Wichtrach - Städter bestaunen Bauernhofidylle
Die Familie Aebischer Bärtschi aus Bern besucht die Bauernfamilie Krieg-Stucki. Ein Austausch – und der Start einer Serie von Besuchstagen.
Da nützt alles Rufen nichts. Die Galloway-Rinder auf der Weide in Wichtrach stellen sich taub. Erst als Bauer Daniel Krieg einen Kessel mit Maiswürfeln zeigt, kommen sie angerannt, rammen die Köpfe in den Kessel und fressen gierig. Die Zuschauer – unter ihnen die Stadtfamilie Judith Bärtschi, Heiner Aebischer mit den Töchtern Anna Lea und Sarah – lachen. Um sie herum gackern weisse und braune Hühner. Sie gehören der 12-jährigen Lea, Tochter von Marinette und Daniel Krieg-Stucki. Das Ehepaar hat vor einem Jahr den Hof an der Wilstrasse von den Schwiegereltern Silvia und Andres Stucki übernommen, auf Bio umgestellt und die Milch- gegen Mutterkühe ausgewechselt.
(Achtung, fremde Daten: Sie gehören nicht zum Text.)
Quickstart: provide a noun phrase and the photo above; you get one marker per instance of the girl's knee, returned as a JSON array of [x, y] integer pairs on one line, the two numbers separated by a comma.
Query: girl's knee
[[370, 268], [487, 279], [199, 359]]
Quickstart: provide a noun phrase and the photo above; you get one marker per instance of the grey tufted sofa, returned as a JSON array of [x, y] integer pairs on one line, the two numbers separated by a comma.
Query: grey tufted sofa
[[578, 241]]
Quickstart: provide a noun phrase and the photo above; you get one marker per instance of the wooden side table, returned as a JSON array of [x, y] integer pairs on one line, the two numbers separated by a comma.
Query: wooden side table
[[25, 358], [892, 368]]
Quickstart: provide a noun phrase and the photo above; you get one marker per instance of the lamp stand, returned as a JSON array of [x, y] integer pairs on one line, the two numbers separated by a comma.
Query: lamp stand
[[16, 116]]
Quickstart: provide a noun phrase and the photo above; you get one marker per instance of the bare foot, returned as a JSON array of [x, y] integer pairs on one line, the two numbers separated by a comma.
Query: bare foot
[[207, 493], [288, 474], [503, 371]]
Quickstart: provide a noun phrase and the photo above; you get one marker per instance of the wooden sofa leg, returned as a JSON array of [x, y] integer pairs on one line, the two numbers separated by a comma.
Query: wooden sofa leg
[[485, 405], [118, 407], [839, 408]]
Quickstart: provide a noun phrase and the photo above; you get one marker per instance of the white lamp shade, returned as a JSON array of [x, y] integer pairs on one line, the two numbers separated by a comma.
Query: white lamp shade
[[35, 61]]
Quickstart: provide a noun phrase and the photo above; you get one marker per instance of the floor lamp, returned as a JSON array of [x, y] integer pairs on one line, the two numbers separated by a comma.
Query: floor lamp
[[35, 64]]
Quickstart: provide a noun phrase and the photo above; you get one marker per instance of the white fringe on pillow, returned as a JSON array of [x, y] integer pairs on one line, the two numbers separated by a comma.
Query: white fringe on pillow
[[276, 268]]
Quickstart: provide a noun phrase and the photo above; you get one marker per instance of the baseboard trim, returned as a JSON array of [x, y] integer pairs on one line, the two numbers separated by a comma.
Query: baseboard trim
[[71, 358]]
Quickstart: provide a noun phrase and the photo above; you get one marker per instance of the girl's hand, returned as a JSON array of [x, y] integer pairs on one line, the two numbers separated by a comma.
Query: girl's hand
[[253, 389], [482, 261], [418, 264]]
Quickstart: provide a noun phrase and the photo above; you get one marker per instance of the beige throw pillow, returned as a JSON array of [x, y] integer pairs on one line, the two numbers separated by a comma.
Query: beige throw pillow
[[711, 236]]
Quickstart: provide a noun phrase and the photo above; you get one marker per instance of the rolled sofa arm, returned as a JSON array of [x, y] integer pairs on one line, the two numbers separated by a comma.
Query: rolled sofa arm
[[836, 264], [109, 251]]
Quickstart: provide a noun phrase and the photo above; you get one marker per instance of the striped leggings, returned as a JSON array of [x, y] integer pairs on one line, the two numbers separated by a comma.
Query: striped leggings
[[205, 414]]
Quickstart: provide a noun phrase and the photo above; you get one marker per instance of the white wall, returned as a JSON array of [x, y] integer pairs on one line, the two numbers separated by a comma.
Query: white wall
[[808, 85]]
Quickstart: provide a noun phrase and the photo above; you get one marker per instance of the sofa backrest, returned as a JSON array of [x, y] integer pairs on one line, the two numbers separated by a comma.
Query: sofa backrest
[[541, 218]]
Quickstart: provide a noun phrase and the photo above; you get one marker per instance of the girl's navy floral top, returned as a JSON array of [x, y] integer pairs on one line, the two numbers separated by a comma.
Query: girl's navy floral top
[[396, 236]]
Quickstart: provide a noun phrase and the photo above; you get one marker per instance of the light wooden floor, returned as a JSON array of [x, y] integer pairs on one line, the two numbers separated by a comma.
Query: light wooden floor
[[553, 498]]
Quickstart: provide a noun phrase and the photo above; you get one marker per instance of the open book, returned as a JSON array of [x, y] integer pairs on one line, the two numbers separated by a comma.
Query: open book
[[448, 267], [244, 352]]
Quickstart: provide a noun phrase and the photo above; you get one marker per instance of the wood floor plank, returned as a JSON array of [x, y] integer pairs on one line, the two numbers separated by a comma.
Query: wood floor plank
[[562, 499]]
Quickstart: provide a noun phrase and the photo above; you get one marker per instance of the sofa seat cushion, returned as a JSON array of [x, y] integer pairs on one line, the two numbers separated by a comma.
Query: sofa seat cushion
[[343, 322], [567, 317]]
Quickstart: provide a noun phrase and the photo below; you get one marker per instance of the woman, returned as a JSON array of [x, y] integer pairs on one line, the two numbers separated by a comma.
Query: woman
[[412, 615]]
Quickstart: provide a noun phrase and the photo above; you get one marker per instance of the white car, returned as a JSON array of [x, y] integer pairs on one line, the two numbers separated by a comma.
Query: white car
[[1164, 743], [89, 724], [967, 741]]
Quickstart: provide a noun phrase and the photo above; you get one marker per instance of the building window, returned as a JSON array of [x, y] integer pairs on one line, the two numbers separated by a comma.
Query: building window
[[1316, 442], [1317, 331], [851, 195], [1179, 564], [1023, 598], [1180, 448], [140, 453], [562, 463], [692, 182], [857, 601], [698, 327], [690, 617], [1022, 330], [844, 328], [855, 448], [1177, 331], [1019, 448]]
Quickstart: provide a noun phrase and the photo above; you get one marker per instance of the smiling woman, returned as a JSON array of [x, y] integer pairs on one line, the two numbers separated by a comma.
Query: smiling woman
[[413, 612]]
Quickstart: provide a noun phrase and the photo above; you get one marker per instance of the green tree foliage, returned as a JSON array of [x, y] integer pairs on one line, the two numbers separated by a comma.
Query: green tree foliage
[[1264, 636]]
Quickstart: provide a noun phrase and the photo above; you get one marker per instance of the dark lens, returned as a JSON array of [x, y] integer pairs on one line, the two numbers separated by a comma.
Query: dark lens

Jetzt bieten sie Stadtfamilien Besuche auf dem Hof an. Aebischer Bärtschis sind die Ersten, die sich angemeldet haben (siehe unten).
Begeisterte Städter
Die beiden Familien machen einen Rundgang auf dem Hof. Da steht ein Treibhaus mit Kopfsalat, bei dessen Anblick die Städter sich freuen. In Verzückung geraten sie, als Marinette Krieg einen ihrer Wochenkörbe zeigt, die sie an Privatkundschaft verkauft: Da ist eine Schachtel mit Eiern von Leas Hühnern, Kopfsalat, Lauch, Karotten und Spinat – alles biologisch und saisongerecht. «So stellen wir uns das vor», sagt Judith Bärtschi. Die Psychologin aus der Stadt achtet auf gesunde Ernährung und auf die Herkunft der Lebensmittel. Auf die Frage von Bäuerin Marinette Krieg: «Was für Wünsche und Vorstellungen habt ihr denn sonst noch?» sagt Bärtschi: «So wie ihr das macht, finde ich es perfekt und total schön: Bio, die Wochenkörbe und das Hoflädeli.» Ihr Partner Heiner Aebischer sagt: «Es ist ein gutes Gefühl, zu sehen, woher die Produkte kommen. Erst recht, wenn man noch einen Bezug zu den Personen hat.»
Mit Nebenerwerb
Dass Marinette und Daniel Krieg noch andere Jobs haben – sie 40 Prozent bei der Mütter- und Väterberatung, er 50 Prozent als Informatiker –, zeigt, dass hinter der Idylle viel Arbeit steckt. Aber dass das Paar auf die Mithilfe der Schwiegereltern und auf die tatkräftige Unterstützung der Kinder zählen kann, sorgt für Motivation. Der 11-jährige Lukas hilft im Stall und bei der Gemüseproduktion. Lea kümmert sich ganz alleine um die Hühner. Sie erzählt, wie es für sie war, als das erste Rind zum Metzger gebracht wurde. Traurig sei sie gewesen und habe zuerst gedacht, sie esse nicht von diesem Fleisch. «Dann fand ich, aus Respekt werde ich trotzdem davon essen. Es war fein.» Das kann die 13-jährige Stadtbernerin Anna Lea schlecht nachvollziehen. Sie ist Vegetarierin. «Aus Tierliebe und wegen der Umwelt», wie sie sagt. Bauer Daniel Krieg kann das akzeptieren. Er gesteht, dass er anfangs Mühe hatte, die Rinder zum Metzger zu bringen. «Aber stressfreier geht es wirklich nicht. Und schliesslich haben wir die Rinder ja für die Fleischproduktion.» So unterhalten sich die Familien am Tisch, fragen, nehmen Anteil am so unterschiedlichen Leben der anderen und verabschieden sich zum Schluss herzlich.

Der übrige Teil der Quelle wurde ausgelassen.